IEDB / TCRMatch

Other
26 stars 12 forks source link

Buggy results when compiled with Intel oneAPI DPC++/C++ Compiler #43

Closed raphaeltrevizani closed 1 year ago

raphaeltrevizani commented 1 year ago

Changing the compiler to icpx (Intel's compiler, previously called icc) gave me different results, most with a score greater than 1 which shouldn't happen). The results obtained with clang++ and g++ look fine and match each other.

Steps to reproduce:

Compile with Intel's compiler icpx -fopenmp -O3 src/tcrmatch.cpp -o tcrmatch-icpx

Run it: ./tcrmatch-icpx -i test.txt -t1

To compare with the expected result: Compile with g++ g++ -fopenmp -O3 src/tcrmatch.cpp -o tcrmatch-g++

Run it: ./tcrmatch-g++ -i test.txt -t1

The outputs I get are attached for each case. The input file (test.txt) contains a peptide from the database so its score is 1 in the output files. Interestingly, the result obtained by icpx gives exactly 1 for this peptide, but it gives scores with values greater than 1 to others. Tested on Ubuntu server 2018 using Intel(R) oneAPI DPC++/C++ Compiler 2023.0.0

output.g++.txt output.icpx.txt test.txt

bpeters42 commented 1 year ago

WOW! That is crazy. Definitely needs to be investigated, and it does not seem like an easy thing to follow up on. One suggestion I would have is to google for other people reporting differences in the compilers. And to make sure that the processors we are running it on are indeed the intel processors you have. Not sure how helpful this is. Please also reach out to others (including Morten) that have more actual experience than me with different compilers in this century.

acrinklaw commented 1 year ago

This most likely has to do with the optimizations the compiler makes when passing the -O3 flag.
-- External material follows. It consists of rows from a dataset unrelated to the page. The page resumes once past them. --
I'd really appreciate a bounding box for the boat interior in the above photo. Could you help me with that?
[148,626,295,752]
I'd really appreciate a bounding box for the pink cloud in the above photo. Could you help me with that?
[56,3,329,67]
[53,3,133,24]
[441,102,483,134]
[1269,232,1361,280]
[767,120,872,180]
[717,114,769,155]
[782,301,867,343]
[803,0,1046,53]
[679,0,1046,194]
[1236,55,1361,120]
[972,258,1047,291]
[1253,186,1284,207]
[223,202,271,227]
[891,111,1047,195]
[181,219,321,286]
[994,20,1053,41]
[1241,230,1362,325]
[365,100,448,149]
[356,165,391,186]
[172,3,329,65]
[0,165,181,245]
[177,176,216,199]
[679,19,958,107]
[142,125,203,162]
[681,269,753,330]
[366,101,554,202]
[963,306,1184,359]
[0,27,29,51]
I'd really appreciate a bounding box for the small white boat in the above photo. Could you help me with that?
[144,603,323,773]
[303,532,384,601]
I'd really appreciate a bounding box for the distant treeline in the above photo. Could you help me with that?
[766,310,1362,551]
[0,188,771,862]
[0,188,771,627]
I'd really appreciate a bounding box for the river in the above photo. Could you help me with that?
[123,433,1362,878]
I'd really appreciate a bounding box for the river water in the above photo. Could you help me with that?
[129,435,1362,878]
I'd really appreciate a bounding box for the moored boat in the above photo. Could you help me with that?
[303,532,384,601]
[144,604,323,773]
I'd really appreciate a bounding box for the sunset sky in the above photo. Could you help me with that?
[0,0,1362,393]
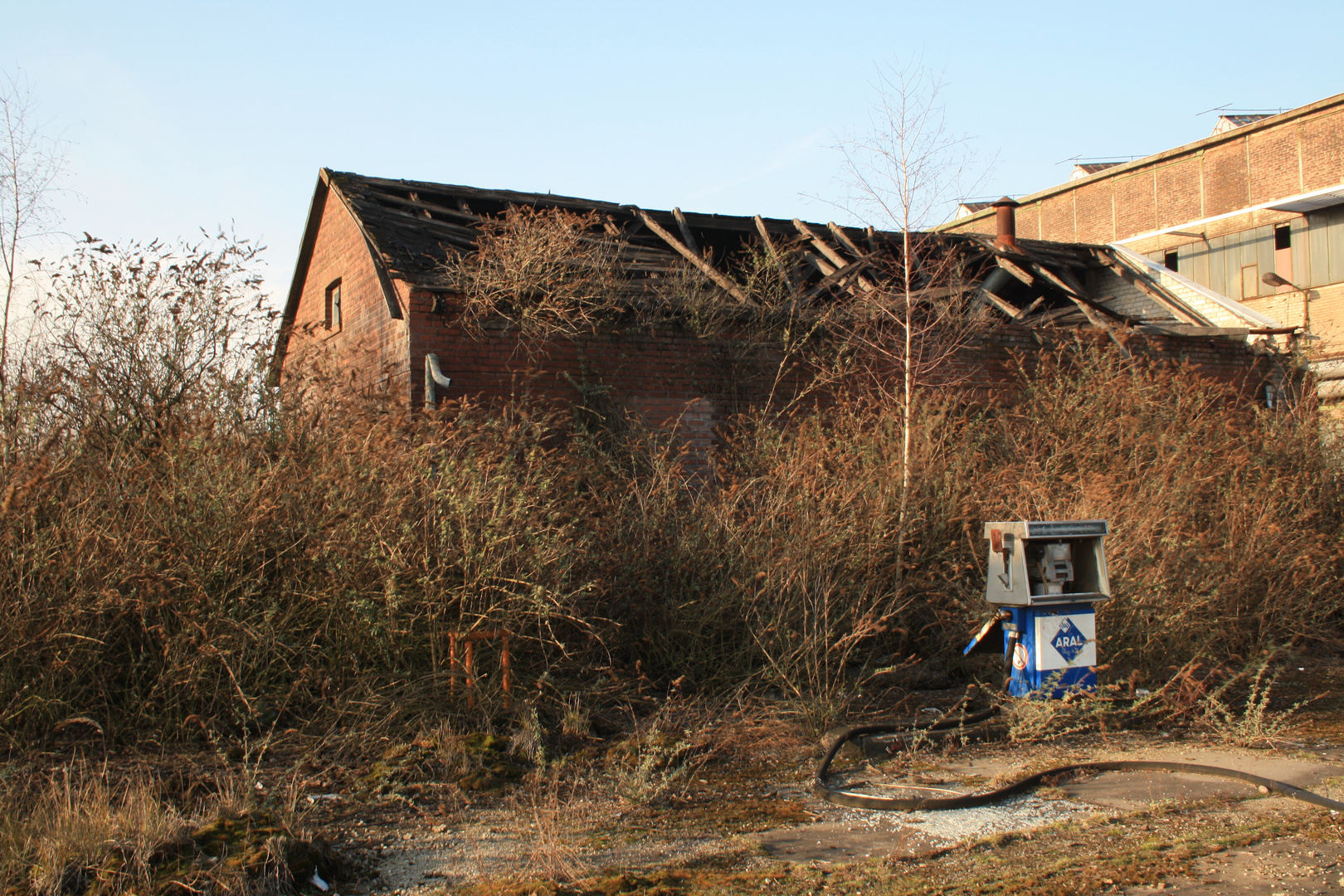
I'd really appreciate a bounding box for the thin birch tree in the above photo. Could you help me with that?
[0,72,66,400]
[839,61,978,601]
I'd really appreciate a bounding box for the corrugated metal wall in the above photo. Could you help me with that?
[1149,206,1344,298]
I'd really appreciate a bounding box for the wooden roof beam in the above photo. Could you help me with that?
[793,217,878,293]
[635,208,757,305]
[1094,251,1214,326]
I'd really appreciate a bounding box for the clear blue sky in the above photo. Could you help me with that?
[0,0,1344,295]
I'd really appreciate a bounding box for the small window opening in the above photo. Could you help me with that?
[1242,265,1261,298]
[323,278,340,330]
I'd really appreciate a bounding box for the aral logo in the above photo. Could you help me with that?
[1049,616,1088,662]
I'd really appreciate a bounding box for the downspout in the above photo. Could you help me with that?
[425,352,453,411]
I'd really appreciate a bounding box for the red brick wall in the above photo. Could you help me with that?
[410,293,1270,426]
[947,97,1344,252]
[408,291,796,429]
[285,192,410,401]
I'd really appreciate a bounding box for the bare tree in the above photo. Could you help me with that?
[839,61,994,596]
[0,72,66,397]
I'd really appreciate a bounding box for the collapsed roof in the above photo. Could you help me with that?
[277,169,1286,354]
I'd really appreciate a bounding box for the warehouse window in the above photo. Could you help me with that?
[323,277,340,330]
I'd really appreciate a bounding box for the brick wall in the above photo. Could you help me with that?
[285,192,410,401]
[946,95,1344,254]
[410,294,1270,435]
[285,195,1279,456]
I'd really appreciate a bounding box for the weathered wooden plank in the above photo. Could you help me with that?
[672,207,700,256]
[826,221,867,258]
[793,217,878,293]
[804,258,869,298]
[980,288,1021,319]
[755,215,798,293]
[1095,251,1212,326]
[1013,295,1045,323]
[995,256,1036,286]
[637,208,757,305]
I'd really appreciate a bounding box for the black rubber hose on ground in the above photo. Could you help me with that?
[811,707,1344,811]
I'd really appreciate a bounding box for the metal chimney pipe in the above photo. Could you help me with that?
[993,196,1021,250]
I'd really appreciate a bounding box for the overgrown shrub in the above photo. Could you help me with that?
[0,235,1344,743]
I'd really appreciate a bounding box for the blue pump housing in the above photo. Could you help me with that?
[1003,603,1097,699]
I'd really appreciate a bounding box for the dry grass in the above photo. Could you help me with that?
[0,762,338,896]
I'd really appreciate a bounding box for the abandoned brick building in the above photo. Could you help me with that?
[945,94,1344,397]
[273,169,1283,445]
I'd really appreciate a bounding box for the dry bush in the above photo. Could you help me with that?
[446,208,628,338]
[0,229,1344,744]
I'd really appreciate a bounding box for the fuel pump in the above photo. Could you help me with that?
[962,520,1110,697]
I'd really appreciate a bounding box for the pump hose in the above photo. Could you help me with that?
[811,707,1344,811]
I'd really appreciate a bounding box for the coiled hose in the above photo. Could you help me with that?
[811,705,1344,811]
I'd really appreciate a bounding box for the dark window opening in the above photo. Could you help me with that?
[1274,224,1293,250]
[323,278,340,330]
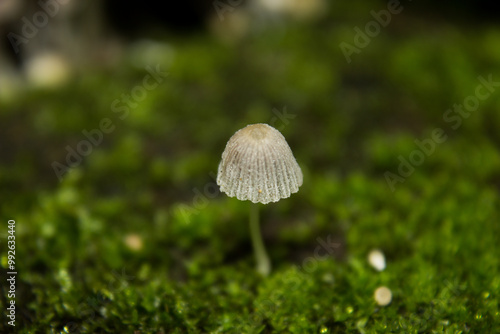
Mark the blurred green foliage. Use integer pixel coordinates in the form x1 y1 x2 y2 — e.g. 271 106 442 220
0 4 500 333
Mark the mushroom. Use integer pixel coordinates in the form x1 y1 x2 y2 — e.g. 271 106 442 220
217 124 303 276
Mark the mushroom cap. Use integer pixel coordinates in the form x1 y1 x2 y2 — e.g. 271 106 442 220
217 124 303 204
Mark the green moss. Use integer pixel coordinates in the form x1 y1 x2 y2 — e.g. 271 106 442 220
0 4 500 333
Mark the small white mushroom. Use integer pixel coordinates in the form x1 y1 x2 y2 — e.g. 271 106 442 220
217 124 303 204
373 286 392 306
217 124 302 276
368 249 385 271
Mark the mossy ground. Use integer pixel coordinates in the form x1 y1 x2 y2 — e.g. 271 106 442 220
0 4 500 333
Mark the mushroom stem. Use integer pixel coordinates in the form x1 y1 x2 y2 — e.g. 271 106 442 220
250 203 271 276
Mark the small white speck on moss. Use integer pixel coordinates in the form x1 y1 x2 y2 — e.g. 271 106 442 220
373 286 392 306
368 249 385 271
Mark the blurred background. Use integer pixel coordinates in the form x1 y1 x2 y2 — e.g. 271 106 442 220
0 0 500 333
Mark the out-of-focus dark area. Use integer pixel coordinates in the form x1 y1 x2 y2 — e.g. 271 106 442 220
0 0 500 333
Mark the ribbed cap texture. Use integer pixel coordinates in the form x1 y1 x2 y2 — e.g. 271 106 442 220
217 124 303 204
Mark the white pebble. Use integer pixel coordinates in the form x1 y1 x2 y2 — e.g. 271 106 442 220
368 249 385 271
373 286 392 306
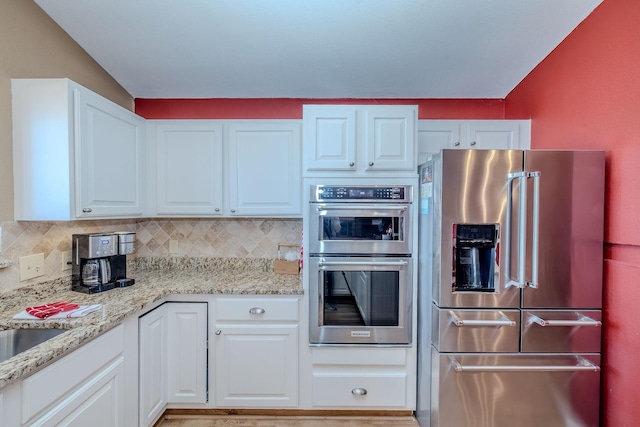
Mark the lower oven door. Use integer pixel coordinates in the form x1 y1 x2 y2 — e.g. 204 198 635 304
431 350 600 427
309 257 413 345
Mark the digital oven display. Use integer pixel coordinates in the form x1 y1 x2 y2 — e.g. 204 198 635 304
347 188 375 199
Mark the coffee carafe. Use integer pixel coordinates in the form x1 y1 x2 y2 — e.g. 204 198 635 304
71 232 135 294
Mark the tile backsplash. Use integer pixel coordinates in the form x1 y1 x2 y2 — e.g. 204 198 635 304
0 218 302 291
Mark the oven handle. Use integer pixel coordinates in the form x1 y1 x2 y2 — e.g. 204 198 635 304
317 203 409 212
449 356 600 372
318 261 409 267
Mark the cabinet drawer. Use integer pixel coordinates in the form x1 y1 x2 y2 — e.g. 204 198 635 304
312 372 407 408
22 326 124 423
311 347 407 367
432 307 520 353
215 297 298 322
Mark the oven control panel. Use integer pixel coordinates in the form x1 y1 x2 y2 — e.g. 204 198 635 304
311 185 411 202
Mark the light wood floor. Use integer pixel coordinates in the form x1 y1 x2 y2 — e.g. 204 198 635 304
155 414 419 427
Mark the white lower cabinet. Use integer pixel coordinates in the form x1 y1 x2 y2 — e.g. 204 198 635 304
20 325 130 427
139 302 207 426
213 297 299 408
311 347 415 410
166 302 207 403
138 305 167 427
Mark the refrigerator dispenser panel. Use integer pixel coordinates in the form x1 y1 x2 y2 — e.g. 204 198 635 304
453 224 498 292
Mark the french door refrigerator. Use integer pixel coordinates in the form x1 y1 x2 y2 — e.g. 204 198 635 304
416 150 604 427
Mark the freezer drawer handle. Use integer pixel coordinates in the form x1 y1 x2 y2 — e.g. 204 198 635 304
527 314 602 326
449 311 517 327
449 356 600 372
These optimizations are highly specific to Intel architecture for their platform and they give the following advice: Intel produces compilers that produce highly optimized code for their CPUs. As with all compilers, programs compiled with optimization should have their output double-checked for accuracy. If the numeric output is incorrect or lacks the desired accuracy less-aggressive compile options should be tried.

Try seeing if removing -O3 produces valid results. You could also try dropping it to something less aggressive. I had originally included the O3 parameter for g++ as I wanted to squeeze as much savings on runtime as possible. This also raises a point that end-to-end testing might be useful with a hand calculated result as a baseline 😨

raphaeltrevizani commented 1 year ago

Thanks for the input, @acrinklaw! Removing the optimization was one of the first things I tested, but without any success. I double checked it now and noticed that compiling with icc also gives different results when -O3 is used vs when -O3 is not used. When g++ is used, the results are the same for both. I suspect some uninitialized variable or I/O operations from unnalocated areas, as g++ usually deals with those pretty well.

raphaeltrevizani commented 1 year ago

I located where the bug is, but I'm not able to fix it because there doesn't seem to be anything wrong with the code. Henryk's comment in this link matches what I observed. I'll report more later after running more tests, but I'm convinced there's nothing wrong with TCRmatch. This seems to be a problem with Intel's compiler and how it handles std::array.

danielmarrama commented 1 year ago

May I suggest we add unit tests to the TCRMatch repo to capture stuff like this? You can run multiple compilers and check the expected output within GitHub.

acrinklaw commented 1 year ago

May I suggest we add unit tests to the TCRMatch repo to capture stuff like this? You can run multiple compilers and check the expected output within GitHub.

yeah I had meant to do this 2 years back but you know how things go...

I just made a branch "feature/unit_tests" that incorporates catch2 and a GitHub action to get some basic CI/CD going.

I made a dummy unit test that should fail just as an example image

I'd be more than happy to keep working on this in my free time. Just let me know if you want to coordinate @raphaeltrevizani I don't want to overstep any bounds or make the code harder for you to work on

Also I'd love to improve the code...start breaking it out in a more OOP way and making it more readable/maintainable. I did not have a fun time trying to read my old code

raphaeltrevizani commented 1 year ago

Replacing the std::array<std:array<float,20>, 20> by basic c-arrays takes care of the problem and the outputs now match when the code is compiled with icpx and g++. It is indeed a problem with Intel's compiler as we suspected. I uploaded the code with c-arrays to the c_array branch and I'm closing this issue. Thanks for the help, all!